The Unstable Ecosoma
Virtuality and Ethics of the Immune Body
Abstract
This paper investigates the concept of the virtual and its relationship to ethics, focusing on how it defines selfhood and individuality. First, the author examines the conceptualization of the virtual in contemporary philosophy. The author then shows how the ethics of the virtual deconstruct the dichotomy of subject/world and reveal the ontological field of peaceful coexistence of various forms and ways of life. The author argues that the world where the virtual is more primordial than the actual is decentralized and not focused on the human understanding of reality, and that human reality within it is nothing but a product of non-human processes.
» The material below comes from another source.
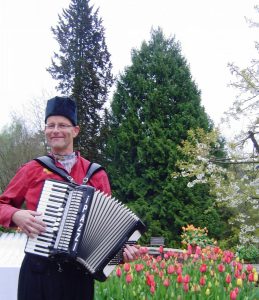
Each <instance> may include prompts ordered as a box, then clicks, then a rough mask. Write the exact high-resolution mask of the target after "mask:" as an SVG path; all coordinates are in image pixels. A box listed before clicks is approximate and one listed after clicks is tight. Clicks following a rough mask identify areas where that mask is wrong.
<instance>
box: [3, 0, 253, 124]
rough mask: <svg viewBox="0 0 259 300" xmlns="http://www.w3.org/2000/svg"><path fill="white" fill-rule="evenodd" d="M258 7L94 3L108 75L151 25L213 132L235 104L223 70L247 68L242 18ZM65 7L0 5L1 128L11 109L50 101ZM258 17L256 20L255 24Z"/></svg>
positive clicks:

Next, the author turns to the enactivist concept of immunity and explores Francisco Varela's idea of virtual, impersonal selves as constituents of the psychosocial human «I». In this perspective, the author argues that organic autonomy is not a product of aggressive differentiation or defense of oneself from others but a dynamic interaction process that questions the idea of atomized, egocentric individuality. The author then highlights the individuation of the individual and how it involves them in the material processes of the body, environment, and technology, testifying to the primacy of the virtual over the actual. This lays the foundation for bioethics of peaceful coexistence of interacting living systems immersed in life-worlds, contrasted with the necropolitics of current social interactions.